Why does one person survive while another is lost? Can past transgressions be atoned for? What if someone were torn from a plane at 34,000 feet—and lived to tell the tale?
I write to explore the questions that unsettle us.
In my latest novel, The Falling, a woman plummets 34,000 feet—and survives, though survival is never as simple as it seems. In The Bears of Winter, a woman returns to her ramshackle hometown in remote Alaska to uncover secrets about her past, discovering the fallibility of memory and her complicity in a young boy’s death. The story was finalized in an off-the-grid yurt one cold Alaskan winter. My earliest novel, The Long Thirst, now rewritten with a female protagonist, was born from months spent drifting across Northern India on a shoestring budget during a hallucination-producing heat wave. It’s a modern-day female Siddhartha story about a woman transporting her husband’s cryogenically frozen body across those arid plains.
My stories are about seekers, often women who must find their strength—stories where the landscape is a force of its own (Alaska, India, Peru, the Pacific Northwest). At the heart of my work is the belief that even in our darkest moments, meaning can be forged, lost power can be reclaimed, and even when we are most unmoored, there is still something to tether us—if only we reach for it.

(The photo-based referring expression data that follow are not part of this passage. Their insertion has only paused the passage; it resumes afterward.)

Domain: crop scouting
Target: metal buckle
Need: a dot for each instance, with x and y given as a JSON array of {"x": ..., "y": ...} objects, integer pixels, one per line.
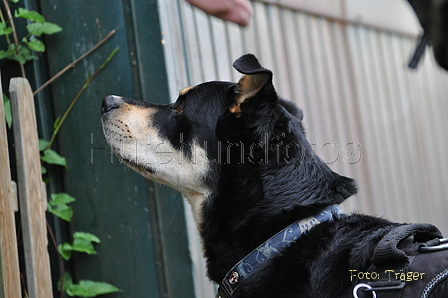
[
  {"x": 221, "y": 293},
  {"x": 443, "y": 245}
]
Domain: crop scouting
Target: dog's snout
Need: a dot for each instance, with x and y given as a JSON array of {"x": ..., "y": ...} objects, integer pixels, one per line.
[{"x": 111, "y": 102}]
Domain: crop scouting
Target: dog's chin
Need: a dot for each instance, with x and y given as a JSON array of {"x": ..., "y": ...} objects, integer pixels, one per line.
[{"x": 142, "y": 170}]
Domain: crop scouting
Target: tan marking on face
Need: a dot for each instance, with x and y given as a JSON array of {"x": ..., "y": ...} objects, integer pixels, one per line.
[
  {"x": 185, "y": 90},
  {"x": 137, "y": 142},
  {"x": 235, "y": 109}
]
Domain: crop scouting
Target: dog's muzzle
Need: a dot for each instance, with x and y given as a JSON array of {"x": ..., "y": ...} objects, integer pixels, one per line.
[{"x": 110, "y": 103}]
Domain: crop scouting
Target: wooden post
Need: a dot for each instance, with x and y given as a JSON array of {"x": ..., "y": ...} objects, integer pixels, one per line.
[
  {"x": 9, "y": 258},
  {"x": 32, "y": 200}
]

My work received the Zola Award, Jean M. Auel Mainstream Novel (PNWA 2004); 1st runner-up for the William Faulkner/William Wisdom Award, novel-in-progress (2011); 2nd place, Kay Snow Award (2007); and was a finalist for both the UNO and Faulkner Awards (2020). In the pre-digital age, my shorter works appeared in Seattle, Aboard, Northwest Travel, The Rozella Review, Transitions Abroad, Mature Living, The Double Dealer, and more.
I’m an explorer, a lover of the outdoors, and a flight attendant by profession—passions that keep me in motion, always collecting stories. When not traveling or writing, I live near Seattle, Washington, with my partner, enjoying cooking, gardening, and the beautiful Pacific Northwest.
All three novel manuscripts are available.